As we were heading to our destination, we passed by a winery named Francois E___. I halfheartedly said this to Frank, not making the correlation--------hello-------Frank E____. So, of course, we had to meet this gentleman, who was about 90, did not speak a lick of English, and Frank swears he is his Uncle Jonny's(who served in WW 2 in Germany) love child. Kindred spirits we were, slopping down our next couple glasses of wine. Making conversation neither one of us understood. But, in the end, hugs were had, pictures taken and we have an invite to the next family reunion (just kidding).
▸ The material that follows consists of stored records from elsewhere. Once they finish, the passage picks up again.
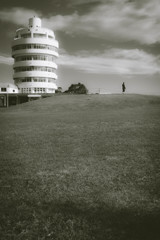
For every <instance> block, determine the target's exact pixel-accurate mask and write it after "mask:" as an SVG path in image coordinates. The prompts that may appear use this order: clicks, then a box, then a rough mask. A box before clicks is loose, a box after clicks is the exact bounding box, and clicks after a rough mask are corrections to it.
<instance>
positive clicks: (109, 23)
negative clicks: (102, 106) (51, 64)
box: [0, 0, 160, 94]
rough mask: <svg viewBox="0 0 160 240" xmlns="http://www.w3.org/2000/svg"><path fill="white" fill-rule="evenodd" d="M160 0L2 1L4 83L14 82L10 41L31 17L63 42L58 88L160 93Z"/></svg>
mask: <svg viewBox="0 0 160 240" xmlns="http://www.w3.org/2000/svg"><path fill="white" fill-rule="evenodd" d="M159 3H160V2H159V0H45V1H39V0H34V1H33V0H26V1H25V0H23V1H22V0H12V1H11V0H1V2H0V32H1V38H0V81H1V82H8V81H9V82H13V80H12V64H13V59H12V58H11V41H12V39H13V37H14V35H15V30H16V29H17V28H19V27H22V26H27V25H28V19H29V18H30V17H33V16H37V17H40V18H41V19H42V26H43V27H47V28H50V29H52V30H53V31H54V33H55V36H56V39H57V40H58V41H59V45H60V49H59V54H60V57H59V60H58V65H59V69H58V77H59V79H58V86H61V87H62V88H63V90H65V89H66V88H68V86H69V85H70V84H71V83H78V82H81V83H84V84H85V85H86V86H87V88H88V89H89V91H90V92H99V91H100V92H101V93H105V92H108V93H116V92H120V91H121V84H122V82H123V81H124V82H125V83H126V87H127V92H134V93H150V94H160V4H159Z"/></svg>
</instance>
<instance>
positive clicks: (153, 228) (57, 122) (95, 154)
mask: <svg viewBox="0 0 160 240" xmlns="http://www.w3.org/2000/svg"><path fill="white" fill-rule="evenodd" d="M159 119H160V97H156V96H142V95H83V96H76V95H71V96H69V95H61V96H57V95H55V96H54V97H51V98H47V99H42V100H38V101H33V102H29V103H26V104H22V105H17V106H13V107H10V108H9V109H0V136H1V137H0V213H1V214H0V236H1V238H0V239H2V240H11V239H13V240H14V239H15V240H20V239H23V240H34V239H35V240H44V239H49V240H51V239H54V240H159V239H160V230H159V222H160V190H159V186H160V134H159V133H160V124H159V121H160V120H159Z"/></svg>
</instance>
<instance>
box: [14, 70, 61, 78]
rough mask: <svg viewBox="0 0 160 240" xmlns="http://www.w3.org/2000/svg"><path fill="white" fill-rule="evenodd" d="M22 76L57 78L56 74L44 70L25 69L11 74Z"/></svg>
mask: <svg viewBox="0 0 160 240" xmlns="http://www.w3.org/2000/svg"><path fill="white" fill-rule="evenodd" d="M24 77H42V78H54V79H57V75H56V74H55V73H53V72H46V71H25V72H16V73H14V74H13V78H14V79H15V78H24Z"/></svg>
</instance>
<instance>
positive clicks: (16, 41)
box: [12, 38, 59, 48]
mask: <svg viewBox="0 0 160 240" xmlns="http://www.w3.org/2000/svg"><path fill="white" fill-rule="evenodd" d="M22 44H45V45H50V46H53V47H56V48H58V47H59V44H58V41H56V40H55V39H49V38H17V39H15V40H13V42H12V47H14V46H17V45H22Z"/></svg>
We eventually, puttering on gas fumes, made our way to Colmar, a city 25 miles on the France side of the German/France border. It is a tiny little town, more cute streets, and gingerbread houses. We checked into our cozy hotel, set the bags down, and running only on pretzel remnants in my gut for energy, we walked downtown and went to the Unterlinden Museum. It is a beautiful museum, formerly a monastery and church from the 13th century. It mainly housed pre renaissance paintings, but there were a couple Picassos and some scattered modern paintings. The jewel in this museum is the Eisenheim Alterpiece. I studied this extensively in art class (back in the day-before giving enemas were my life) and this is the holy grail of art works. Its importance is significant, and seeing it in person, was mind boggling.
After 2 hrs in the museum, we made our way back to the hotel, had a lovely picnic dinner, with all our finds for the day, as we watched Dexter on dvd.
PS, anyone out there ever heard of Raisin juice? This was purchased at Cousin E____ wine shop. Were we swindled? Is this just grape juice?